Rent or Own?

I have a running debate in my brain: rent or own? Libraries have been in the ownership business for a long time. You might say we are almost obsessed with containers. In the past, information was only available in containers: a particular copy of a book, a print subscription to a journal. Those physical items sat on our library shelves. In fact, their very physicalness gave libraries a lot of rights that made library collections possible and practical (see the right of first sale doctrine). As we move into an electronic environment, a whole new set of principles and laws apply. I don’t think libraries and publishers have quite worked out their relationship in a totally digital world. It is a time of chaos. Libraries would still like to hold some of those rights that inhere in physical objects. Publishers, however, think different terms should apply. Mostly, publishers have had their way. Digital library collections are largely driven by license agreements that dictate different terms than the ownership model, or the level of ownership is limited or restricted (try interlibrary loaning an item from your digital collections).

But the radical thought I’m having is whether we should give up the notion of ownership altogether. What if libraries and collections staff focused their energies on use? What if our entire raison d’etre was simply to media and enable use? Give up the entire ownership model? This seems especially relevant in a digital library collection. Does it really matter if we own something that isn’t really “anywhere” anyway? This might make some of the recent ebook debates seem irrelevant. No HarperCollins limit on the number of uses your ebook can have before you have to buy it again. You pay for each use individually. This is scary for both libraries and publishers. It can make it difficult to budget for usage. For the library there are no discrete costs; they are behavior driven. For the publisher, they might discover that large swathes of their catalog do not generate any library sales at all. (See Go To Hellman on the Pareto Principle–in fact all of Eric’s recent posts.)

What one hopes is that the as-yet undetermined pricing model is fair to both libraries and publishers. For the libraries, one would hope that the unit or usage cost would be low enough to enable use of a greater number of unique titles at a total cost that was not greater than what we are already spending. Obviously, that is a hard thing to work out. Publisher: “How much money you got?” Library: “$100,000.” Publisher: “Send it to us.”

What kind of math can we use to determine fair usage cost? I think the library world needs to spent some energy thinking about this. Otherwise, the models will be entirely driven by the publishing world. ALA now has a Presidential Task Force on Equitable Access to Electronic Content, but the thinking needs to spread out beyond the task force. It is something all collections and acquisitions librarians should be thinking about and talking about. Collectively, we will come up with more and better ideas.

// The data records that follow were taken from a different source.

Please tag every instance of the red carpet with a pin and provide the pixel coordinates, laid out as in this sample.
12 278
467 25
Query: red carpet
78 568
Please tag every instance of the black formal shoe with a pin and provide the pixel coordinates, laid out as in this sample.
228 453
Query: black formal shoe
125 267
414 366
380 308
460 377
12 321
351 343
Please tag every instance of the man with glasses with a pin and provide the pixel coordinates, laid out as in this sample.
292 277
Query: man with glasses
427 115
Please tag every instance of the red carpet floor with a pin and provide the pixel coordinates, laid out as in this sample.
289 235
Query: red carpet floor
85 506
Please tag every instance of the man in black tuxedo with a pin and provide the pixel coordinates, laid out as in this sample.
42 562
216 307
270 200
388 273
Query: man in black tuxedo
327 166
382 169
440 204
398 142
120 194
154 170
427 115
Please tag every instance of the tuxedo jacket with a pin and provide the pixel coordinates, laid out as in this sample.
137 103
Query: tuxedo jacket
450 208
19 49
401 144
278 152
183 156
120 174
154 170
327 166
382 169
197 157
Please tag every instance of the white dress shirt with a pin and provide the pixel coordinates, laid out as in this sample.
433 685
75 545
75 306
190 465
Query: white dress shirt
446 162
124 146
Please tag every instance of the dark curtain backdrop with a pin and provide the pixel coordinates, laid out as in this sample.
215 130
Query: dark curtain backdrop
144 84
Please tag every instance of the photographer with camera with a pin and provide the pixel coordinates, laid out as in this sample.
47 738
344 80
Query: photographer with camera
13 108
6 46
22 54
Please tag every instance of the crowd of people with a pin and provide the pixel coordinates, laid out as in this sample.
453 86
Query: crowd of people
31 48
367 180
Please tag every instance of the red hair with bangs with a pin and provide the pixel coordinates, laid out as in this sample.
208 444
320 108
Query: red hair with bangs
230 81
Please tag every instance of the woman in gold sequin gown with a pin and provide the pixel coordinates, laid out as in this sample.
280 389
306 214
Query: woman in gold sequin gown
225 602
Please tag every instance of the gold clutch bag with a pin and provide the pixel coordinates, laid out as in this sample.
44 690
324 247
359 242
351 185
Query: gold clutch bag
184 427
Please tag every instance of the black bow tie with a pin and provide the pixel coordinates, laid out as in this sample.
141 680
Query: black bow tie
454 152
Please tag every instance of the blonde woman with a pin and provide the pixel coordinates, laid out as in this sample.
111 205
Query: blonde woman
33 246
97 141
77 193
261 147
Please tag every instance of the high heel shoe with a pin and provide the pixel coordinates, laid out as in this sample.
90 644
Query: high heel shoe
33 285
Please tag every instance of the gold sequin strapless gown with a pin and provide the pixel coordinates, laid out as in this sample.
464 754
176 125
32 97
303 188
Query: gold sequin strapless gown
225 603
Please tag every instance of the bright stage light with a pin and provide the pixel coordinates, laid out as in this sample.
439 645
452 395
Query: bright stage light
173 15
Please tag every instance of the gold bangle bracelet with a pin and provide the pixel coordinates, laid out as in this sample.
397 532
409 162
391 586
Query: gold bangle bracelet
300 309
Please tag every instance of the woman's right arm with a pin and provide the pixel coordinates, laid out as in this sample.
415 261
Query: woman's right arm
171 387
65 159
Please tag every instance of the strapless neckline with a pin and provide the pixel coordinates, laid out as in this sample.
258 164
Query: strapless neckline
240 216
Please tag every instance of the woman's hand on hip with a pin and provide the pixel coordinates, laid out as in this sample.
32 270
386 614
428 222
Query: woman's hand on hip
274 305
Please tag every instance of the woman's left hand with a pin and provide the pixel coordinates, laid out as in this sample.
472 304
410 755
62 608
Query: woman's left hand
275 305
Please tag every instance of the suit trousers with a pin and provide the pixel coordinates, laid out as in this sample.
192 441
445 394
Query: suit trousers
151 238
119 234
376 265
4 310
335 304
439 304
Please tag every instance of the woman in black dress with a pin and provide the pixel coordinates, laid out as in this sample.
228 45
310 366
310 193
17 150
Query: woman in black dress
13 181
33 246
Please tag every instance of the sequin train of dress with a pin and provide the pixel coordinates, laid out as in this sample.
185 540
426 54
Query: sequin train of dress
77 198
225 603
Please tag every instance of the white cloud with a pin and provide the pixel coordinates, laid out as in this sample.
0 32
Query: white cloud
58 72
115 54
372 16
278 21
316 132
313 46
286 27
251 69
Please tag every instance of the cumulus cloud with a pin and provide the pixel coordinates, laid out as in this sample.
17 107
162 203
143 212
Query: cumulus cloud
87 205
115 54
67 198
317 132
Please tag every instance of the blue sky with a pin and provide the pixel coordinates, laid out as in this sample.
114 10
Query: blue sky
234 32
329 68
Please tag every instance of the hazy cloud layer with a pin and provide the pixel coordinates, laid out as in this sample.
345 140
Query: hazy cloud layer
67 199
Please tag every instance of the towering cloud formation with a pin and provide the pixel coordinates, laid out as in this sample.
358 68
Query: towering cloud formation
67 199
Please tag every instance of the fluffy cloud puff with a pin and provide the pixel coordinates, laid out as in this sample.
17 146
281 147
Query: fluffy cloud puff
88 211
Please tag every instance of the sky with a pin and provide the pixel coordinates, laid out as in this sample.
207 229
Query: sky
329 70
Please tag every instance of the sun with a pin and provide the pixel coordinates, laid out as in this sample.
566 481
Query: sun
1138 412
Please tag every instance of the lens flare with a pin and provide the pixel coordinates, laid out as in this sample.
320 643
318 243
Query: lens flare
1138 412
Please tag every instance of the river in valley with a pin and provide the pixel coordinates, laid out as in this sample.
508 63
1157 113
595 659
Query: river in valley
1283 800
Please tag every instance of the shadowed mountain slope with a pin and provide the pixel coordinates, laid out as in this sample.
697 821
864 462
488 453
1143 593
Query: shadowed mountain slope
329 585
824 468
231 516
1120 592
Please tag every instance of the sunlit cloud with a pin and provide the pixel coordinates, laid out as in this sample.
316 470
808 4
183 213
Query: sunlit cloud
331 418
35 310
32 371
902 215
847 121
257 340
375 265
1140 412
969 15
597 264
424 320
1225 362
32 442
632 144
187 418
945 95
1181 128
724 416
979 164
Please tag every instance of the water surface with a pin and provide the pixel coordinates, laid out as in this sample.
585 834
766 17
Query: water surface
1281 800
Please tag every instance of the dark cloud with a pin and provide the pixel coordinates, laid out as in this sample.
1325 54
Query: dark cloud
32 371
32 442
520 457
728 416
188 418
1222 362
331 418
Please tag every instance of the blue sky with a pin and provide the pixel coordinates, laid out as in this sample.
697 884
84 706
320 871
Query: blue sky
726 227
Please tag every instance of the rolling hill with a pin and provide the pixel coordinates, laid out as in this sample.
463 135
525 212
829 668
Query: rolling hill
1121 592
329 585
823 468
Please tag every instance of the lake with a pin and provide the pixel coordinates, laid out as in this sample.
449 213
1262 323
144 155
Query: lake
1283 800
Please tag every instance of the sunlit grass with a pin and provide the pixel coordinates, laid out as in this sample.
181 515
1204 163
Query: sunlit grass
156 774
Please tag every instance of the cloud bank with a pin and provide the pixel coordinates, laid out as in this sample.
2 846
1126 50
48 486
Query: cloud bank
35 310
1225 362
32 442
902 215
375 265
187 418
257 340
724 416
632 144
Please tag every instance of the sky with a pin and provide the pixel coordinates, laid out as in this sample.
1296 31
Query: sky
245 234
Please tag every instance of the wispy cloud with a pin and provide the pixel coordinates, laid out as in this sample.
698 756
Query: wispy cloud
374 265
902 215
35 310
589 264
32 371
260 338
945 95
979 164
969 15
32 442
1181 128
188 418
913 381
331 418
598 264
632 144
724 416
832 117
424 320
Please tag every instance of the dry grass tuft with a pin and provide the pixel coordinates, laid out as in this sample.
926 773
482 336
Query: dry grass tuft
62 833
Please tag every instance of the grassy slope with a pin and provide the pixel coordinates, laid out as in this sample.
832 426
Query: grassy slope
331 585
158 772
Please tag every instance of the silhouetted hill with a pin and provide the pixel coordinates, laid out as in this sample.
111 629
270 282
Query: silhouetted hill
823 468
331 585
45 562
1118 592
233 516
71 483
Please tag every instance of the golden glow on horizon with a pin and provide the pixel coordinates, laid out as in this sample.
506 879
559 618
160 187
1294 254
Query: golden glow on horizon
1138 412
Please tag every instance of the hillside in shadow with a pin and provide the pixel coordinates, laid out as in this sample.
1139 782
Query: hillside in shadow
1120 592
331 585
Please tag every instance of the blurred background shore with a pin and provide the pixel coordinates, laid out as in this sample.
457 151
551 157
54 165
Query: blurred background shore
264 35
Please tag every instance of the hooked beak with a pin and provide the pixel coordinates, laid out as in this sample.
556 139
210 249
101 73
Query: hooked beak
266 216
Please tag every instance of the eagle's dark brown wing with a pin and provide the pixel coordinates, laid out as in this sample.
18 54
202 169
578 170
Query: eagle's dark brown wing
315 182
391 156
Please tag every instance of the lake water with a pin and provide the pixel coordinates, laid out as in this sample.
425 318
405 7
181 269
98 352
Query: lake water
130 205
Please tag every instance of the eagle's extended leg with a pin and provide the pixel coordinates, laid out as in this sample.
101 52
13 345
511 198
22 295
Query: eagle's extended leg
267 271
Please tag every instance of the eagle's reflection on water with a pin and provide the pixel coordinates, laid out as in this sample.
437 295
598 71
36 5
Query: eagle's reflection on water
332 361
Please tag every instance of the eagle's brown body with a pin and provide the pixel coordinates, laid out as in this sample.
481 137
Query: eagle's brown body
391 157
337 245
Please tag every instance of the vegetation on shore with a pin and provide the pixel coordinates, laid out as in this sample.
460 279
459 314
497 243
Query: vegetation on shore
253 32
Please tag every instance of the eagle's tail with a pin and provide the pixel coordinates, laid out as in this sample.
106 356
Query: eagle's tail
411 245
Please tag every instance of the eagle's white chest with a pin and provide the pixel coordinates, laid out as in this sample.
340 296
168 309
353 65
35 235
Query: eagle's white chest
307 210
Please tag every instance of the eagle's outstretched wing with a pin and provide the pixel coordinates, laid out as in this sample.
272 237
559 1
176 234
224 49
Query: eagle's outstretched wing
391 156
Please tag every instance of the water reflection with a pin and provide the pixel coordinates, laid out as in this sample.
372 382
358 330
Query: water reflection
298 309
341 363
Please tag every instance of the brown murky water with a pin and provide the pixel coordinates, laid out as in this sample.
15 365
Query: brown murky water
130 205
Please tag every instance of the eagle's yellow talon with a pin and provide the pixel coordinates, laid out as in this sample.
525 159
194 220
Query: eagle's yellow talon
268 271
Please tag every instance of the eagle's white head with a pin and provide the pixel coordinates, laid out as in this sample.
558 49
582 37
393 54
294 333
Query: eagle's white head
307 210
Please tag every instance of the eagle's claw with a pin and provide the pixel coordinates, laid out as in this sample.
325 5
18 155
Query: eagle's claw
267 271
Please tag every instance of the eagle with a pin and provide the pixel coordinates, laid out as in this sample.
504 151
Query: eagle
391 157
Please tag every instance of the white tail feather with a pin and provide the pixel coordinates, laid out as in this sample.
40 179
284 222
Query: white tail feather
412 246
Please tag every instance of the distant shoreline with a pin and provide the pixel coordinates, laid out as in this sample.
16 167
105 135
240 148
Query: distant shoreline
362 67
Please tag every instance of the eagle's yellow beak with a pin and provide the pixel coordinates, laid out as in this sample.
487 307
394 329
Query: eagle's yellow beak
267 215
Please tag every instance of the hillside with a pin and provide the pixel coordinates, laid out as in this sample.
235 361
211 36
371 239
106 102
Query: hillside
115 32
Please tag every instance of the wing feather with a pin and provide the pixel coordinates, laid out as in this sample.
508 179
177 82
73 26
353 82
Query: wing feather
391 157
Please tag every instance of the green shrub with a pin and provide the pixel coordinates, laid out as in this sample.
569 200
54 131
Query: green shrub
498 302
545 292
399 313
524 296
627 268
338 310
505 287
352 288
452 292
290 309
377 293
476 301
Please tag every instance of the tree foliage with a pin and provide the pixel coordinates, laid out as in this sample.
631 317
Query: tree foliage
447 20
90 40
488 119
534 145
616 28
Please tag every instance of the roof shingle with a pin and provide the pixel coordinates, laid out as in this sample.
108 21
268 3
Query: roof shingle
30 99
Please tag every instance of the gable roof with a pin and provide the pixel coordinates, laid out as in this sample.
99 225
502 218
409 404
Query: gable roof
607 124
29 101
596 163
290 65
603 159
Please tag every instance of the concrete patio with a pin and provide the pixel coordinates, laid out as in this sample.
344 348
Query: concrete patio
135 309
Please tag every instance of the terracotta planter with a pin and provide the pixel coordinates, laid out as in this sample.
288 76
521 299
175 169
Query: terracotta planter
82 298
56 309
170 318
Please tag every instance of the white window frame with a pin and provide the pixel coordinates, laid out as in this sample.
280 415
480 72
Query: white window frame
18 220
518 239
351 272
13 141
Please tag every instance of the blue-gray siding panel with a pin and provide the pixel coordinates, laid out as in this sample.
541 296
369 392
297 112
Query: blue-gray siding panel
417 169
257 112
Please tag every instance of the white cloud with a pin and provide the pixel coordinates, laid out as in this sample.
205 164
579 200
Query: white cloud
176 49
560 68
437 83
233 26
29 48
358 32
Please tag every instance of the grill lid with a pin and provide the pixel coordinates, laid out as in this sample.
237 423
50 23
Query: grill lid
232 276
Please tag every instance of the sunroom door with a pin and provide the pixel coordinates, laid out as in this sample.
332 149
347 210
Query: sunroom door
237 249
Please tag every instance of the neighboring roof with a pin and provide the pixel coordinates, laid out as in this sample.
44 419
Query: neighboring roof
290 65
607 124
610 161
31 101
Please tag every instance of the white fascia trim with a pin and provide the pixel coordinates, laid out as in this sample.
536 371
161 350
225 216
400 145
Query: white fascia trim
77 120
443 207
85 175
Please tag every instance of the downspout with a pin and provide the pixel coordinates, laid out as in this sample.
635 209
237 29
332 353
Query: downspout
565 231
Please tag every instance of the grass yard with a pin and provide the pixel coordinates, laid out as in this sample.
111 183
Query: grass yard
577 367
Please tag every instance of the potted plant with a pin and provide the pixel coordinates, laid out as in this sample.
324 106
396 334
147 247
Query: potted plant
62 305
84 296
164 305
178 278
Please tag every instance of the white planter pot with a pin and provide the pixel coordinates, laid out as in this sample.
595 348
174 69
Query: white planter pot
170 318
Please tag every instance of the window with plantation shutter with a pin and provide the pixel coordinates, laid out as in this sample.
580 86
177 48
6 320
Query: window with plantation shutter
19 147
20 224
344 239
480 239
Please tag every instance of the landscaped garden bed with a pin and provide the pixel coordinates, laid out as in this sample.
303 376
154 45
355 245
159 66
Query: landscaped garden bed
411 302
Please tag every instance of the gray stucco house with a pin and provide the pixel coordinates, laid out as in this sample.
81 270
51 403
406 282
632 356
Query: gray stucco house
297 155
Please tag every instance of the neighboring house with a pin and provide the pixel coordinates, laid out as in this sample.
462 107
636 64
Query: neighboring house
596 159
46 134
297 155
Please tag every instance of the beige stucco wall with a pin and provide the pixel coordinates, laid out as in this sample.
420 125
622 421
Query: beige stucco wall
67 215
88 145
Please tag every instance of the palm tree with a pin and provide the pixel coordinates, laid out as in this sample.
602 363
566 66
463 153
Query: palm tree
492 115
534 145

5 Comments on “Rent or Own?”

  1. Steven Harris says:

    Eric Hellman has another great post this week that makes arguments FOR containers but maybe AGAINST ownership. Interesting.

  2. Dennis Moser says:

    No, no, no, no, A THOUSAND TIMES NO!

    We are NOT in the business of “ownership”; we ARE in the business of custodial stewardship and curation for humanity. STOP thinking about OWNING the collections and get back to thinking about CARING for the collections.

    I think this is a major fallacy that has sprung up out of the library schools that have stopped teaching courses in preservation (and, tangentially, archives).

    LIbrarianship is a tripartite endeavor of providing organization, access, and preservation…we seem to be forgetting that way too often of late.

  3. Steven Harris says:

    That’s a “no” from Dennis. 🙂 Actually, the preservation question is very relevant in an electronic environment, especially if we aren’t the owner. Who has the authority and the professional commitment to make sure content is preserved?

  4. aline soules says:

    Ownership? I thought we’d given up on that long ago, whether you agree with the idea or not. Preservation isn’t likely to be our lot either–not in the long run. Google may run into glitches, but they have the resources and we don’t, so, ultimately, we’ll have a few little things here and there and Google (or one of its competitors) will have the rest. So where does that leave us? In the education business, I think–information literacy.

  5. Patricia Pettijohn says:

    It is interesting for those of us who are facing devastating budget cuts, and looking at the loss of major electronic resources, with no print to fall back on. Stewardship is about sustainability, and not just about preservation–it should be interesting to see what will happen when libraries lose access to licensed resources that they don’t own and that do not provide perpetual access or do so in a format that is difficult to manage. It is ironic that, just as the digital revolution is pretty much considered a done deal, libraries are facing economic challenges to owning OR renting.